Start by downloading the binary file that will be executed to back up Puddle’s data. Once you’ve downloaded the file, you’ll want to make it executable. To do so, run the following command:
sudo chmod +x ./puddle-backup
Set an environment variable pointing to Puddle’s config directory. You can achieve this with the following command:
export PUDDLE_CONFIG_DIR=/etc/puddle/
Run the backup job with the following command:
./puddle-backup.1 backup
This will create a file containing the backup archive. Make sure you keep this file in a secure location.
If you installed an older version of Puddle that did not need Ansible, please make sure you install Ansible before upgrading. You can refer to the following docs to install Ansible for your specific environment.

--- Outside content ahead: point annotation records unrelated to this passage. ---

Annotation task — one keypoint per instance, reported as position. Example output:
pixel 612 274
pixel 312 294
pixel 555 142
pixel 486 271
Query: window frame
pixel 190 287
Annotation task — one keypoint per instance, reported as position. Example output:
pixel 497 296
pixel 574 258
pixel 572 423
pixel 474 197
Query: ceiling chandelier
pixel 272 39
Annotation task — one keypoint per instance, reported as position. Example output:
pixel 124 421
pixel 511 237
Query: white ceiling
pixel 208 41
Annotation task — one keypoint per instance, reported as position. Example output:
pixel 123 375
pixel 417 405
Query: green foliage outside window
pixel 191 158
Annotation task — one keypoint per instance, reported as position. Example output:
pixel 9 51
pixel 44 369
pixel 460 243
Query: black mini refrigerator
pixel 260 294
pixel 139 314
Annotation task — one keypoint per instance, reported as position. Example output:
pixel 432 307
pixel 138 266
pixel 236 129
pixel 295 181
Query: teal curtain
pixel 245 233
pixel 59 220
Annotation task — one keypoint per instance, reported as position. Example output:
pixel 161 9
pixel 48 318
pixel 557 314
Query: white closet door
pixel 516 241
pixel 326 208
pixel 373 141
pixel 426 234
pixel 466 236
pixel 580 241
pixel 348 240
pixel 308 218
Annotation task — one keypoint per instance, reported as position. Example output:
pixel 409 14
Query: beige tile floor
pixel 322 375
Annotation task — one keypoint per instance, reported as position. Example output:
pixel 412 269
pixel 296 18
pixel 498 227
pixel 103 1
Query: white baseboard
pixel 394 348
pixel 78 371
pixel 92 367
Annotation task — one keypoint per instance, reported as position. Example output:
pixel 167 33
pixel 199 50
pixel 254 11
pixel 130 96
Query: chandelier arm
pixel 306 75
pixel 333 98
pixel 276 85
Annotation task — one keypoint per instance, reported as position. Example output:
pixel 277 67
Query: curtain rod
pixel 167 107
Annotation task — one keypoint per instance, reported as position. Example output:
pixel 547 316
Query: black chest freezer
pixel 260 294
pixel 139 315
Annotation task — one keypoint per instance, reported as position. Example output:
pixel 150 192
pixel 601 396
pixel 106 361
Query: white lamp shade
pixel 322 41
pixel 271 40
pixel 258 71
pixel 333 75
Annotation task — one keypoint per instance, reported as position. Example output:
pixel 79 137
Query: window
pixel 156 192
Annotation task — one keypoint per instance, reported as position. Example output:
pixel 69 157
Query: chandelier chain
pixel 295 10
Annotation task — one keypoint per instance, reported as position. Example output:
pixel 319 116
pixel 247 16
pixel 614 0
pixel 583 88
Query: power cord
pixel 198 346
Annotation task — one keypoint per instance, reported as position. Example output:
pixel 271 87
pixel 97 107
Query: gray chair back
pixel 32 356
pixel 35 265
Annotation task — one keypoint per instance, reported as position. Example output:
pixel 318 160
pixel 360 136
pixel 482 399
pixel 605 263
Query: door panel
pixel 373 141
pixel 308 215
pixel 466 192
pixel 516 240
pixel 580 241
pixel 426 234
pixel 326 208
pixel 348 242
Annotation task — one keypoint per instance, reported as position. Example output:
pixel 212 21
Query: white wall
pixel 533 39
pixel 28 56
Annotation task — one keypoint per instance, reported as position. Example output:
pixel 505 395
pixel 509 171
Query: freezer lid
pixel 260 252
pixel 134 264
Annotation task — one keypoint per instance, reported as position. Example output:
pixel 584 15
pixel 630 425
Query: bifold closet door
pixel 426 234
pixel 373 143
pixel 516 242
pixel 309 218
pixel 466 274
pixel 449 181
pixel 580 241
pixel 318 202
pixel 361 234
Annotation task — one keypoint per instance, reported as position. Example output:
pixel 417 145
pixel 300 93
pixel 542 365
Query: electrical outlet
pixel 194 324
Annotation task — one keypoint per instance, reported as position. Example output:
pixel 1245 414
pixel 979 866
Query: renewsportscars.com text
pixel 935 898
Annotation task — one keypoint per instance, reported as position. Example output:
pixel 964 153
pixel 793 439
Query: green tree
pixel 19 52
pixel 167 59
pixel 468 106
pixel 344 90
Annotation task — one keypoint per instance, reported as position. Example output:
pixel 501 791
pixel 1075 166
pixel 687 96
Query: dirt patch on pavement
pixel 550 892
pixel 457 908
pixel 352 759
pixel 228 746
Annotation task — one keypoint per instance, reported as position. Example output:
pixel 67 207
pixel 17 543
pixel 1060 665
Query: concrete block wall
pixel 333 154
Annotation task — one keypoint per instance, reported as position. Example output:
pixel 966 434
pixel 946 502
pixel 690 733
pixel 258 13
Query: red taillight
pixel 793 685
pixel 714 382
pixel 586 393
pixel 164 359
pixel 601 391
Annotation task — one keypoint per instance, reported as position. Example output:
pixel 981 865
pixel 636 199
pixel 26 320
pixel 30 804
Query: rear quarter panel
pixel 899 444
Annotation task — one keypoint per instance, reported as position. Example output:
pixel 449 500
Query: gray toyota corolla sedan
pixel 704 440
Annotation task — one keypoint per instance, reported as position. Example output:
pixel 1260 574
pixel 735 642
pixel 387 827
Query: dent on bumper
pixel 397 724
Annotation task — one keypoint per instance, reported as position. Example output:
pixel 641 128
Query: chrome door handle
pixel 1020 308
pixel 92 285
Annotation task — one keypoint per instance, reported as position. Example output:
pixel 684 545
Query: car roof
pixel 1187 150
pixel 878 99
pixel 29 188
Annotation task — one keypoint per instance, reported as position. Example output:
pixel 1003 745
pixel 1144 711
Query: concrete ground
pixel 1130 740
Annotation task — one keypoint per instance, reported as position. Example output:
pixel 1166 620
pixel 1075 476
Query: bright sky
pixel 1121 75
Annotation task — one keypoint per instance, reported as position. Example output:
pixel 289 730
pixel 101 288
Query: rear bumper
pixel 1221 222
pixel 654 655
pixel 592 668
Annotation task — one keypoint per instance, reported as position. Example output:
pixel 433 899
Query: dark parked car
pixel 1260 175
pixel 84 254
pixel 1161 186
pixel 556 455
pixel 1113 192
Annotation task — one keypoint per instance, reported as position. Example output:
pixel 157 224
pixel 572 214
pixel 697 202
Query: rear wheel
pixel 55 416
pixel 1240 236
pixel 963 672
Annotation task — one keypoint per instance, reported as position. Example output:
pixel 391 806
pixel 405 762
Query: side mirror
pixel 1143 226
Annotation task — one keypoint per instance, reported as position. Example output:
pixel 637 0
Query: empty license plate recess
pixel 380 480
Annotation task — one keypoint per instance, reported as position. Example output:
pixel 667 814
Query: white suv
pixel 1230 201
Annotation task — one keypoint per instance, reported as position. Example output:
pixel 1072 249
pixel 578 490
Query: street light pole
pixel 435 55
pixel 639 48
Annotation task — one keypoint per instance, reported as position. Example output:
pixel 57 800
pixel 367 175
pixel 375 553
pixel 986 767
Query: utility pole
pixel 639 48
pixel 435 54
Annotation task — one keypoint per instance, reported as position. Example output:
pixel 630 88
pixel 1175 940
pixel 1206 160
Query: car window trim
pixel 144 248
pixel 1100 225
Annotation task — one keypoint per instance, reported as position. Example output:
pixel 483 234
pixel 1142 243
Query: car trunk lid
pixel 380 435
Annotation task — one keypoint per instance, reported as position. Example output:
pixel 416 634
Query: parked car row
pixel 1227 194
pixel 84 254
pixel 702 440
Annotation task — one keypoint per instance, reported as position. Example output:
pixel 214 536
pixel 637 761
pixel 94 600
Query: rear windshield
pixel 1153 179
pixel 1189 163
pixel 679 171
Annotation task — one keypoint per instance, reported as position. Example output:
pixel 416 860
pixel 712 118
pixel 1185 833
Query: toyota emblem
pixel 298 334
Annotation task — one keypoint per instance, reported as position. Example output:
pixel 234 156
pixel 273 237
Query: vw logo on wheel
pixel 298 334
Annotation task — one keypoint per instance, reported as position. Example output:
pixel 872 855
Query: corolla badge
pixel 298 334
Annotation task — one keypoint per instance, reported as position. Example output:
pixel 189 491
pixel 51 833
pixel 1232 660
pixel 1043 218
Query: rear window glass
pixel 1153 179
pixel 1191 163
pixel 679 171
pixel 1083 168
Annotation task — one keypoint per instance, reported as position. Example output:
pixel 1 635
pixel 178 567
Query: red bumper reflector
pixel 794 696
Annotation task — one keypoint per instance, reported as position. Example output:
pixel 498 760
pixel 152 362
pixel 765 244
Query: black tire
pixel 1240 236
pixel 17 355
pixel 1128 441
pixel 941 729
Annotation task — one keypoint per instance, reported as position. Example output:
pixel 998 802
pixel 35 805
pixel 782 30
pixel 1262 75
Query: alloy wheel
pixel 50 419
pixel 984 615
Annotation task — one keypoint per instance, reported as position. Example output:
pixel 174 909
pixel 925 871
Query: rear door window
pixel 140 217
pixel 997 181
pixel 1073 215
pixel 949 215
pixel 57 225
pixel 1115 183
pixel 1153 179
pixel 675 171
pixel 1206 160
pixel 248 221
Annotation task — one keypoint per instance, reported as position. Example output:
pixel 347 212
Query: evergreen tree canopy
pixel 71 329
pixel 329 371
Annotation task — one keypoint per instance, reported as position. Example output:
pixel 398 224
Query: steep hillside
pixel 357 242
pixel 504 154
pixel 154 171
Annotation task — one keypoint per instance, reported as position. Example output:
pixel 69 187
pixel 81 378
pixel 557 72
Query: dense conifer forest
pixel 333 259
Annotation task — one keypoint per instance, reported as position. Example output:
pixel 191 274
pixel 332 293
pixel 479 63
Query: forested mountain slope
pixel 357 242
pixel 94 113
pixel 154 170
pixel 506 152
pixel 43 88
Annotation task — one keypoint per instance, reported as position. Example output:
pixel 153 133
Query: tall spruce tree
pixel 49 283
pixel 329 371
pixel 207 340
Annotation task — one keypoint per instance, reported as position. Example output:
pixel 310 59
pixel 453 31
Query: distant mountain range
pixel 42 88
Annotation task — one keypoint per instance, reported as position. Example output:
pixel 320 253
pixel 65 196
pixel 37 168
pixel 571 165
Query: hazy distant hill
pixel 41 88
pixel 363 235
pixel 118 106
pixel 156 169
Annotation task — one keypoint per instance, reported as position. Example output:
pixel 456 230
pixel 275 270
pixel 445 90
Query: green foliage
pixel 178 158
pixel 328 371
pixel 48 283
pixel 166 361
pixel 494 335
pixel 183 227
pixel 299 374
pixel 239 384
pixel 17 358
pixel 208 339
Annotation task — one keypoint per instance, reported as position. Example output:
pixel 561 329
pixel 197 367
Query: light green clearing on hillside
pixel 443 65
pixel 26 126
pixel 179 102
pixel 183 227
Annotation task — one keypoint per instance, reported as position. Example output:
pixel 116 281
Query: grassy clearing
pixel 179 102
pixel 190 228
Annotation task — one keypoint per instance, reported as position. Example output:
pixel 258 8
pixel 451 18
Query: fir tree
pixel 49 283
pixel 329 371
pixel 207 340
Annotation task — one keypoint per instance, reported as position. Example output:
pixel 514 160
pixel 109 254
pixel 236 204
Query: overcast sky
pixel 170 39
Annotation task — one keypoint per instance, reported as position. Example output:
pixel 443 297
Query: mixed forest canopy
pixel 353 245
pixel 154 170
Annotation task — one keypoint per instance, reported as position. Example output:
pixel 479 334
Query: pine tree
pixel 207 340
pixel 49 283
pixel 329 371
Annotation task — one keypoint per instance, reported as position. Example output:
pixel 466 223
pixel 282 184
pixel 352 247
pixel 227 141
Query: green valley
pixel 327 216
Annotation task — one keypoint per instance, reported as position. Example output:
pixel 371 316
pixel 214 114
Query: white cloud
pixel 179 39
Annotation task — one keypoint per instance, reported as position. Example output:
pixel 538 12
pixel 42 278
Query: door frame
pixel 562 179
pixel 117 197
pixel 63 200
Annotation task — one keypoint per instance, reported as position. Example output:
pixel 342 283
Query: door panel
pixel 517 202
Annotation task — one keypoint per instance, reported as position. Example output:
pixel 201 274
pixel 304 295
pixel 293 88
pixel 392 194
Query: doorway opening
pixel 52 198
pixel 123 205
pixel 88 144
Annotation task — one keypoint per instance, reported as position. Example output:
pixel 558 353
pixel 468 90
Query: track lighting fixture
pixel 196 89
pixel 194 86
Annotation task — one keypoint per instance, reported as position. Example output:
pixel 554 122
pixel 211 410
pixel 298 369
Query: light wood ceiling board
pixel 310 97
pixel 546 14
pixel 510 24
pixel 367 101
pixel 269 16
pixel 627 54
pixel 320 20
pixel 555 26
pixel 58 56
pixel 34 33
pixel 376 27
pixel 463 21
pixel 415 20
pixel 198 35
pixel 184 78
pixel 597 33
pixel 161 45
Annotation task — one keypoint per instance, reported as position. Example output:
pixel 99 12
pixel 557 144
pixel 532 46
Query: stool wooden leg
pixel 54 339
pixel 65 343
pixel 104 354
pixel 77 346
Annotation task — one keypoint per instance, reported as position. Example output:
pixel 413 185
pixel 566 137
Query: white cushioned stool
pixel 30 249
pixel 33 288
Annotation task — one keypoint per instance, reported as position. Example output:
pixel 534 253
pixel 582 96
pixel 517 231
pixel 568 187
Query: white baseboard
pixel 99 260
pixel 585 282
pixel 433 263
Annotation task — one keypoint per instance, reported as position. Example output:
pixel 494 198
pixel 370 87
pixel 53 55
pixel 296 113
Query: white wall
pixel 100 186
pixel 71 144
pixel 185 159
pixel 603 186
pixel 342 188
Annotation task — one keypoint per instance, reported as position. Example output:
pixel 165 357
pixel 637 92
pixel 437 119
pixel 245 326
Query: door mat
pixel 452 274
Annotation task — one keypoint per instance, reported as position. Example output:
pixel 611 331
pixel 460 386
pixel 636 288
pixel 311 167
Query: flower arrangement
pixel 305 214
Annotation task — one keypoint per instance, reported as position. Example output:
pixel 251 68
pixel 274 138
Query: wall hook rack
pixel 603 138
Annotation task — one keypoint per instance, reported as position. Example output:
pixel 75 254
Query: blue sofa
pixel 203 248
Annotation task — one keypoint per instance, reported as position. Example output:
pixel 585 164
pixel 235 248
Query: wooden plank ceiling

You can now upgrade Puddle by simply installing the newer version.
Puddle Stats Board¶
Setting up Puddle’s stats board is optional. The installer for Puddle Stats Board is a distributed Python wheel. This means it requires Python 3.6 to be installed on the system. Though not necessary, it is recommended to run the board inside a virtual environment as well.
Start by installing the required dependencies by using one of the following two sets of commands depending on your system.
For Ubuntu:
sudo apt install gcc libpq-dev python3.6-dev python-virtualenv -y
For RHEL:
sudo yum install epel-release -y
sudo yum install gcc postgresql-devel python36-devel python-virtualenv -y
Next, create the virtual environment:
mkdir -p /opt/h2oai/puddle/envs
cd /opt/h2oai/puddle/envs
virtualenv -p python3.6 puddle-stats-env
Note: It is important that you use the exact same name and path as in the snippet above. Otherwise, the systemd script used to manage Puddle Stats Board will not work.
You’re now ready to install Puddle Stats Board:
source /opt/h2oai/puddle/envs/puddle-stats-env/bin/activate
sudo pip install puddle_stats_board-<VERSION>-py3-none-any.whl
(Note that the above commands will also install any necessary dependencies.)
Puddle Stats Board is now installed and can be started with the following command:
sudo systemctl start puddle-dashboard
Puddle Stats Board will be running on port 8050 and will be accessible form the Puddle UI at http://[Puddle Server Address]/board
. A link to the stats board is also available in the Administration menu.